The nation's largest bank will announce tomorrow that it's developing banking services that can be used via cell phones, hand-held organizers, and other Internet or wireless appliances.

Bank of America wants to put banking in the palm of its customers hands.

Tomorrow, the nation's largest bank will announce that it's developing banking services that can be used via cell phones, hand-held organizers, and other Internet or wireless appliances.

Bank of America, apparently the first U.S. bank to announce plans for wireless banking, expects to launch its first wireless services early next year. Initially, the services will be focused on providing checking account balances, paying bills, and transferring funds between accounts.

The hand-held device market is booming, and Bank of America hopes to catch that wave. "We are seeing more and more customers doing more and more things with their wireless devices," said Michael DeVico, an executive with Bank of America's online unit. "We believe it is a place our customers are going, so we need to be there."

International Data Corporation projects that 12.2 million non-PC, Internet-access devices will be sold next year, nearly matching the PC sales.
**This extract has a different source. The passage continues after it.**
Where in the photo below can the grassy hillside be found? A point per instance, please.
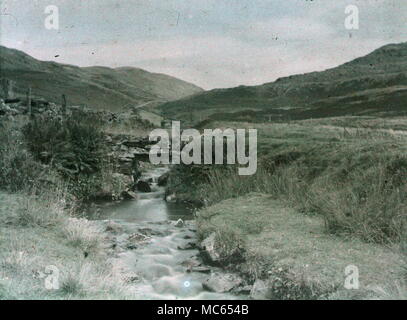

Jupiter Communications, meanwhile, projects that more than 10 million mobile phones will be capable of accessing Internet data by 2002.

Signing Bank of America, which has a reputation for strong technology and aggressive interest in the Internet, is a coup for its partner on the project, Canadian start-up 724 Solutions. The fast-growing company, which has 85 employees, is currently conducting a market trial of similar wireless banking and investment services with Bank of Montreal, its affiliated stock brokerage, and wireless carrier Bell Mobility.

Bank of America has been making aggressive moves online of late. Last week, it announced a partnership with Yahoo to provide account access for its customers via My Yahoo and Yahoo Finance. And it signed a similar deal with MSN MoneyCenter and MSN.com

In April, Bank of America announced a pilot test--using its own technology--to let consumers view and pay their bills at its Web site. The bank has 1.4 million online customers.